About 20 years ago, I published my dissertation research on workplace surveillance. Not surprisingly, I found that people being monitored electronically react very negatively when their privacy at work has been invaded, and respond in very negative ways. But back in 2001, no one could really visualize the kind of employee surveillance made possible by technology, and no one really cared. […] Even if you think you have nothing to hide, once your privacy is gone, you don’t get it back. It’s time to care.
Indeed. I stripped all the monitoring crap out of the work-supplied equipment and, if I couldn’t, the device was politely refused. I use the corporate VPN only when communicating with servers or doing the HR paperwork.
I have plenty to hide.

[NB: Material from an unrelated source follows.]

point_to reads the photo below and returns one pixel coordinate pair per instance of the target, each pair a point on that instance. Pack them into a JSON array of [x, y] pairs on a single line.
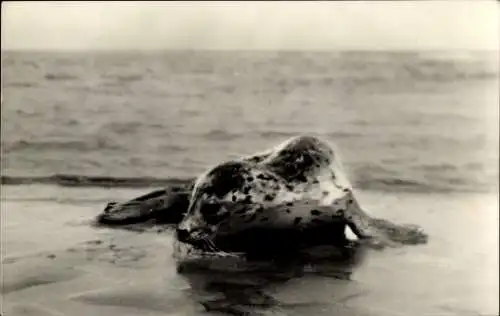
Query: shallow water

Root passwords. Access tokens. Sensitive financial/HR/student/client data. I also have a very keen understanding of what the middle management inside the company does when presented with lots of unstructured data; they give it structure in the shape of a giant hammer. “I see you listen to Spotify on a work computer. That’s a no-no!”
To heck with that. If I’m trusted enough to literally have the keys to every mission-critical system that the company has, then I should be trusted enough to use the tools at my disposal properly. The same modicum of respect should be given to each one of my colleagues unless there is reasonable doubt of malice.
Just because we can monitor what people are doing does not give us the justification to do so.